On October 25, I attended Dr. Ibram X. Kendi’s talk at Eckerd College. During this talk, he asserted that, “Consuming racist ideas have literally made us crazy” and that “The racial issue has always been a power issue.” While these two ideas were ones that I have come to believe in all my studies, he said something else that shook me. Dr. Kendi asked, “If education and persuasion can’t change racist power, then what can? What historically has worked is people putting pressure on people in positions of power.” While it was an interesting sentiment, it intrigued me and led to my reading of his book, Stamped from the Beginning: The Definitive History of Racist Ideas in America.
In the book, Dr. Kendi reminds readers over and over again that there is nothing inherently wrong with any race. But wow has the US tried to prove otherwise.

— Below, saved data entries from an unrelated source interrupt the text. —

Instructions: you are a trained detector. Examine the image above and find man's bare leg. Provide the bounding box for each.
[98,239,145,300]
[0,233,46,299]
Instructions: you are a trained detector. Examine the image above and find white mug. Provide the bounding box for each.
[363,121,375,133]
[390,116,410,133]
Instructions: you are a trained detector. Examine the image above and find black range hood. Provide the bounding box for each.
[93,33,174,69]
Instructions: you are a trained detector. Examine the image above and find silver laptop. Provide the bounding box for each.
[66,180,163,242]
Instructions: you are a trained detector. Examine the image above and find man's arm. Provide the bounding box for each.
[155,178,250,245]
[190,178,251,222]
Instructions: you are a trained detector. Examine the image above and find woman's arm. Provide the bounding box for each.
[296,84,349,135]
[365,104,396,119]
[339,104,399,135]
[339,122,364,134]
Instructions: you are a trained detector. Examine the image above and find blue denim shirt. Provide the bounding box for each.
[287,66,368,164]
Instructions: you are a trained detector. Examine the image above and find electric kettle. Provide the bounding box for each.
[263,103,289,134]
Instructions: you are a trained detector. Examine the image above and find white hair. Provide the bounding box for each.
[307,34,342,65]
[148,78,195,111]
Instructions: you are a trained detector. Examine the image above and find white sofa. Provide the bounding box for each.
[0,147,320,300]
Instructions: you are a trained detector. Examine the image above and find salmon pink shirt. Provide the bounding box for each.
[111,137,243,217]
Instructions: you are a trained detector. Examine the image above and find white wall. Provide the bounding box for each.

I especially like the term “uplift suasion” that Kendi used throughout Stamped. It is the idea that if black people act as “model minorities” then prejudice about them will magically melt away, but Kendi proves this false. In fact, he claims, “As much as black firsts broke racial barriers, the publicity around black firsts sometimes, if not most times, reinforced racist ideas.” This was clear in the media coverage of Obama and even the rise in the popularity of white supremacist groups that came after his election. If Obama’s ascension into the presidency didn’t lead to uplift suasion, then what in the heck ever could? Even now, it is just as true in 2019 as it was in the 1800s.
Like most research related to anti-racism work, this book made me rethink so many things I thought I understood. Since finishing the book, I have a variety of things I need to go back and revisit. For example, is the film Crash as powerful as I thought it was when I watched it? (My guess is not at all. From what I remember about it, it’s a movie about race in America that doesn’t acknowledge systemic racism.) Was Kanye West’s assertion about George Bush after Katrina really so crazy? Is the “Southern strategy” only some historical strategy that Nixon used to win or is it actually a page in a playbook that is used for every election? (Based off the Governor’s race that just happened in my state, I’m going to go with a “yes” on it being a constant and current political strategy.) And isn’t “assassination” a more accurate term for what George Zimmerman did to Trayvon Martin?
In the end, the book doesn’t have an uplifting message, so I have to hold onto something else Dr. Kendi said at the Eckerd talk, and that is “The first step of being an activist is believing in the fundamental possibility of change.”